The new convention replaces the existing co-production agreement that has been in effect since 1975 and was signed between France and Yugoslavia. One of the major changes in the new agreement is the reduction in the share of participation for each partner country in a co-production from 30% to 10%. More importantly, films that are co-produced by both countries will be classed as national films for each of them, thus giving them access to more funding schemes that have, until now, not been available for international films.
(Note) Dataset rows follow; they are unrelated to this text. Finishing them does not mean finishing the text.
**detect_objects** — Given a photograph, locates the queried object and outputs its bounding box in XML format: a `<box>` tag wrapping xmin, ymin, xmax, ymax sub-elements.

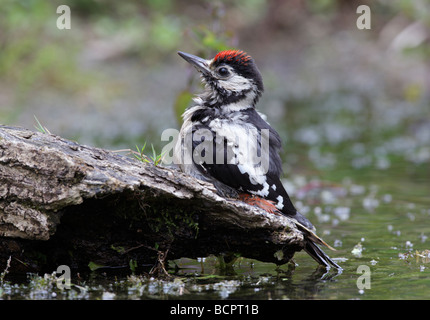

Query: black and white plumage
<box><xmin>174</xmin><ymin>50</ymin><xmax>341</xmax><ymax>269</ymax></box>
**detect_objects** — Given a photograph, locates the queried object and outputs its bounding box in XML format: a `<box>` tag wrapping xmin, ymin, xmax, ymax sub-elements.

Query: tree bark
<box><xmin>0</xmin><ymin>126</ymin><xmax>304</xmax><ymax>272</ymax></box>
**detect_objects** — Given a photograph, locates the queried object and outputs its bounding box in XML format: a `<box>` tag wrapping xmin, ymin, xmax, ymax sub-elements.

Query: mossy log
<box><xmin>0</xmin><ymin>126</ymin><xmax>303</xmax><ymax>272</ymax></box>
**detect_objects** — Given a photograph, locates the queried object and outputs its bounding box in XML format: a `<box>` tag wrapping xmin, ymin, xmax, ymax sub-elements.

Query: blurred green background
<box><xmin>0</xmin><ymin>0</ymin><xmax>430</xmax><ymax>298</ymax></box>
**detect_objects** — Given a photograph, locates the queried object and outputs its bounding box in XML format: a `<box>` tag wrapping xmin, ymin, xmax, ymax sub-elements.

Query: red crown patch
<box><xmin>214</xmin><ymin>50</ymin><xmax>252</xmax><ymax>65</ymax></box>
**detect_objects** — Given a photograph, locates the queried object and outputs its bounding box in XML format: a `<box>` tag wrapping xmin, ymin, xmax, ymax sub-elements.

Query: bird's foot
<box><xmin>239</xmin><ymin>193</ymin><xmax>281</xmax><ymax>215</ymax></box>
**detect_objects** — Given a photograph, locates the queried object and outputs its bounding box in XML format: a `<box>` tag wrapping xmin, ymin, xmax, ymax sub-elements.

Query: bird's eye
<box><xmin>217</xmin><ymin>67</ymin><xmax>230</xmax><ymax>77</ymax></box>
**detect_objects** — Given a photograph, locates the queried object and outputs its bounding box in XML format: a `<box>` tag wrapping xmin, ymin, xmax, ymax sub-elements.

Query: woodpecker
<box><xmin>174</xmin><ymin>50</ymin><xmax>342</xmax><ymax>270</ymax></box>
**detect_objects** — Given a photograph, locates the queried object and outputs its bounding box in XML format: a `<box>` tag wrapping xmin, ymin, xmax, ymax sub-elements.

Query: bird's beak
<box><xmin>178</xmin><ymin>51</ymin><xmax>210</xmax><ymax>74</ymax></box>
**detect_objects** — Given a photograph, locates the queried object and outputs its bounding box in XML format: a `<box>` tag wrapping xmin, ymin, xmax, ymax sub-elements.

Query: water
<box><xmin>0</xmin><ymin>25</ymin><xmax>430</xmax><ymax>300</ymax></box>
<box><xmin>0</xmin><ymin>158</ymin><xmax>430</xmax><ymax>300</ymax></box>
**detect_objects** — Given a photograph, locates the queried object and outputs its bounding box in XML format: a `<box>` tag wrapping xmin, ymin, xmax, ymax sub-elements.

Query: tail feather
<box><xmin>296</xmin><ymin>222</ymin><xmax>342</xmax><ymax>270</ymax></box>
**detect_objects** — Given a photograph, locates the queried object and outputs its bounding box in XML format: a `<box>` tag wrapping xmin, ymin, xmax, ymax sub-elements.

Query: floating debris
<box><xmin>351</xmin><ymin>242</ymin><xmax>364</xmax><ymax>258</ymax></box>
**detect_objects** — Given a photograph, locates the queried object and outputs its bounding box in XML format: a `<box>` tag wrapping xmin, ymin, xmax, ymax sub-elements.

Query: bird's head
<box><xmin>178</xmin><ymin>50</ymin><xmax>263</xmax><ymax>110</ymax></box>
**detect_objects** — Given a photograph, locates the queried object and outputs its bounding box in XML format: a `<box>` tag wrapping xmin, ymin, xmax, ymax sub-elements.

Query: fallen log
<box><xmin>0</xmin><ymin>126</ymin><xmax>304</xmax><ymax>272</ymax></box>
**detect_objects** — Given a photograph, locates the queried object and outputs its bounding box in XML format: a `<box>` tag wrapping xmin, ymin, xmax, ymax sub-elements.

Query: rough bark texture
<box><xmin>0</xmin><ymin>126</ymin><xmax>303</xmax><ymax>272</ymax></box>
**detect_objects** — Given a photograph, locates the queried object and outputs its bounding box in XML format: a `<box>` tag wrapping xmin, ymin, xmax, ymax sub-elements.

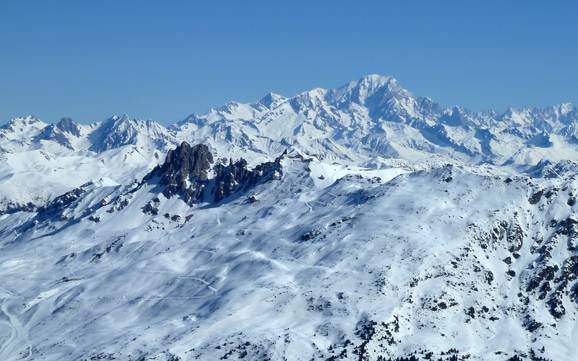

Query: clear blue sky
<box><xmin>0</xmin><ymin>0</ymin><xmax>578</xmax><ymax>123</ymax></box>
On the importance of the new agreement, Osmanović stated: "French public support for cinema has served as an example for many countries. Like France, Bosnia and Herzegovina shares a belief in the importance of cinema for the cultural and economic growth of the country. Our intention is to increase co-operation between Bosnia and Herzegovina [BH] and France in the area of filmmaking, in order to expand moviemaking possibilities for film professionals from both countries and to enable better access to the French market by BH films, and for French films in the BH market." Along the same lines, Rousson stressed, “France has always served as a strong presence in the culture of Bosnia and Herzegovina, contributing to and initiating many events that still take place today. I am very happy to say that this agreement represents a new step in the collaboration between our two countries."
The signing of the agreement followed a CineLink Talks panel presentation where the role and the importance of the festival for the city were discussed. More precisely, Andrew Barnes, associate director of Olsberg SPI, presented the impact that the Sarajevo Film Festival has on the economy, tourism, and social and cultural life of the city of Sarajevo (see the news). During the panel, Khaldun Sinno, deputy head of the Delegation of the European Union to Bosnia and Herzegovina, and Emmanuel Mouriez, director of the Institut Français in Bosnia and Herzegovina, also discussed how the Sarajevo Film Festival has had a positive effect not only on Sarajevo, allowing it to become the city of film, but also on the whole country, enabling it to play a clear role in the field of culture. The discussion was moderated by Jovan Marjanović, head of CineLink Industry Days, who also explained the background to the study, and the different public and private players that had a bearing on it. As for the future use of the study, he remarked: "We are going to follow up by gathering data and evaluating them on a regular basis."